History • Apple's first tablet computer was the Newton MessagePad 100, introduced in 1993, which led to the creation of the ARM6 processor core with Acorn Computers. Apple also developed a prototype PowerBook Duo-based tablet, the PenLite, but in order to avoid hurting MessagePad sales did not sell it. Apple released several more Newton-based PDAs, and discontinued the last, the MessagePad 2100, in 1998.
Audio and output • The iPad has two internal speakers that push mono sound through two small sealed channels to the three audio ports carved into the bottom-right of the unit.A volume switch is on the right side of the unit. • A 3.5-mm TRS connector audio-out jack on the top-left corner of the device provides stereo sound for headphones with or without microphones and/or volume controls. The iPad also contains a microphone that can be used for voice recording. • The built-in Bluetooth 2.1 + EDR interface allows wireless headphones and keyboards to be used with the iPad. However, the iOS does not currently support file transfer via Bluetooth. iPad also features 1024 x 768 VGA video output for connecting an external display or television.

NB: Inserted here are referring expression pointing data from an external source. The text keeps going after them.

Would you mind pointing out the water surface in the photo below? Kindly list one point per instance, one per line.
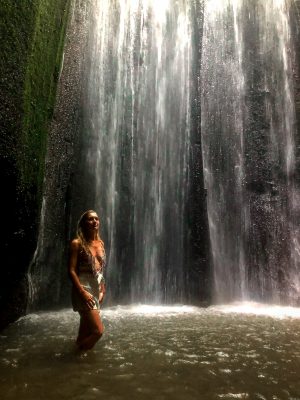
(178, 352)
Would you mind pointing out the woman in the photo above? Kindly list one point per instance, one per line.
(86, 265)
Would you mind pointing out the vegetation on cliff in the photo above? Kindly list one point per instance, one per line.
(32, 36)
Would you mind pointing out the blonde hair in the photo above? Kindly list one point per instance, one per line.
(81, 233)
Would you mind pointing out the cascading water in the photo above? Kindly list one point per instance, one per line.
(248, 137)
(137, 126)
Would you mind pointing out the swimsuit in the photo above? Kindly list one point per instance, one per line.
(90, 278)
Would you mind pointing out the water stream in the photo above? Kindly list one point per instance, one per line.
(248, 135)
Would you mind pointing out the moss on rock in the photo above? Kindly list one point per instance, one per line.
(32, 36)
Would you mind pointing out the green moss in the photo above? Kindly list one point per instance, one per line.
(32, 36)
(42, 72)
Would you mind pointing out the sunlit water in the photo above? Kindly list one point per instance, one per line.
(238, 351)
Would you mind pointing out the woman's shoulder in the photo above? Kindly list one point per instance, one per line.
(75, 244)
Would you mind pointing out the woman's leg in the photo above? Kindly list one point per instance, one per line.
(83, 330)
(90, 329)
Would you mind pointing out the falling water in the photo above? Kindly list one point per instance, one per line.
(137, 127)
(248, 134)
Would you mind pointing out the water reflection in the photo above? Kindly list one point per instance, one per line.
(175, 352)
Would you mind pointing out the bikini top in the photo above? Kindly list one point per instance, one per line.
(87, 262)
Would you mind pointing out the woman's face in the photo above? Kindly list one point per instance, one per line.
(92, 221)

Power and battery • The iPad uses an internal rechargeable lithium-ion polymer battery. The batteries are made in Taiwan by Simplo Technology, which makes 60% of them, and Dynapack International Technology.The iPad is designed to be charged with a high current (2 amperes) using the included USB 10 W power adapter. While it can be charged by a standard USB port from a computer, these are limited to 500 milliamperes (half an amp). As a result, if the iPad is turned on while being charged with a normal USB computer port, it will charge much more slowly, if at all. • Apple claims that the iPad's battery can provide up to 10 hours of video, 140 hours of audio playback, or one month on standby. Like any battery technology, the iPad's LiPo battery loses capacity over time, but is not designed to be user-replaceable. In a program similar to the battery-replacement program for the iPod and the original iPhone, Apple will replace an iPad that does not hold an electrical charge with a refurbished iPad for a fee of US $99 (plus $6.95 shipping).

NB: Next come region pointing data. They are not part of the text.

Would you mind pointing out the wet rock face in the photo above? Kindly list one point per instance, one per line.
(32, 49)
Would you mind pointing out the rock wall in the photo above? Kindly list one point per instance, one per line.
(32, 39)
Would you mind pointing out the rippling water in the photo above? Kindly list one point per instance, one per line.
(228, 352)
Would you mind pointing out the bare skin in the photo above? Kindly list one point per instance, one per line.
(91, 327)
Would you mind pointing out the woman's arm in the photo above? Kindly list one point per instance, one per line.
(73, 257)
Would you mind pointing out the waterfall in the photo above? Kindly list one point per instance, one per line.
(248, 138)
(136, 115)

Reviews Reviews of the iPad have been generally favourable. Walt Mossberg of The Wall Street Journal called it a "pretty close" laptop killer. David Pogue of The New York Times wrote a "dual" review, one part for technology-minded people, and the other part for non-technology-minded people. In the former section, he notes that a laptop offers more features for a cheaper price than the iPad. In his review for the latter audience, however, he claims that if his readers like the concept of the device and can understand what its intended uses are, then they will enjoy using the device.PC Magazine's Tim Gideon wrote, "you have yourself a winner" that "will undoubtedly be a driving force in shaping the emerging tablet landscape.“Michael Arrington of TechCrunch said, "the iPad beats even my most optimistic expectations. This is a new category of device. But it also will replace laptops for many people." PC World criticized the iPad's slim file-sharing and printing abilities,and Ars Technica said sharing files with a computer is "without a doubt one of our least favourite parts of the iPad experience."